Uncertainty estimates for hierarchical variance parameters

This whole exchange is interesting and is closely related to our current research on prior distributions and Bayesian inference for varying-intercept, varying-slope models.

It all started when Sean Zhang asked,

I am using your book to self-teach myself using R for multilevel modeling.

One question I have is that why lmer cannot provide var-cov matrix of estimates of random components. You mentioned in your book that lmer can only provide point estimates for variance component and that is one of the reasons to go Bayesian and use Bugs.

I am running a simple random intercept model using SAS glimmix and found that glimmix provides standard error for variance estimate of random intercept. I looked into glimmix document(see attachment, page 121, theta contains random effect parameters) and can imagine that SAS may use hessian or outer produce of gradient (see page for their likelihood function) to get them.

My question is then why lmer cannot do similar thing as SAS to report var-cov matrix of estimates of random components?

I replied,

I’m not sure, but lmer is part of R and, as such, is done using volunteer work. I would not trust the Sas estimates, given that parameter estimates are often on the boundary of parameter space. Another way to get uncertainty estimates, if you really want them, would be to use bootstrap or jackknife.

Sean then contacted Doug Bates (creater of lmer), who gave the following more detailed answer:

The answer to your general question of why there are no standard errors for the estimates of variance components from the lme4 package is:

a) because they are awkward to calculate

and

b) because I don’t think they make sense

I don’t mind spending time working to calculate a value that would make sense but I’m not about to spend time working out how to calculate something I don’t really want.

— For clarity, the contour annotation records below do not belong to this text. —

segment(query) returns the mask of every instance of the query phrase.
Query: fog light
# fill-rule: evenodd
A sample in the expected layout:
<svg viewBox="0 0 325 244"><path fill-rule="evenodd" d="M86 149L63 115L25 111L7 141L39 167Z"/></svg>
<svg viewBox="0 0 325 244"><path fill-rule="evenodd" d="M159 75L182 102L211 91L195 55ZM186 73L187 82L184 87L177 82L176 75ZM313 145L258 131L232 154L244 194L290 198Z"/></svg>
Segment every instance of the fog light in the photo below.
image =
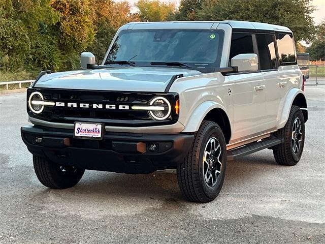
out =
<svg viewBox="0 0 325 244"><path fill-rule="evenodd" d="M148 150L153 152L158 150L158 144L156 143L149 143L147 146Z"/></svg>
<svg viewBox="0 0 325 244"><path fill-rule="evenodd" d="M35 137L35 142L37 143L40 143L42 142L42 137L40 136L36 136Z"/></svg>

Let me address b) first. Quoting an estimate and a standard error of the estimate for a parameter is useful if you think that the distribution of the estimator is more-or-less symmetric. [emphasis added==AG] If you are estimating a mean it makes sense to assume symmetry so we would calculate a confidence interval, say, as estimate +/- some multiple of the standard error. Coefficients in linear models behave somewhat the same way as means and we would expect symmetric confidence intervals to be adequate.

The distributions of estimators of variances are not symmetric. Consider the simplest case of estimating the variance of a normal distribution given an independent, identically distributed sample. We use critical values from a chi-squared distribution to calculate a confidence interval and that confidence interval is definitely not symmetric about the estimate. It is incredibly optimistic to expect that for very complex models the distribution of the estimators of variances will suddenly become symmetric.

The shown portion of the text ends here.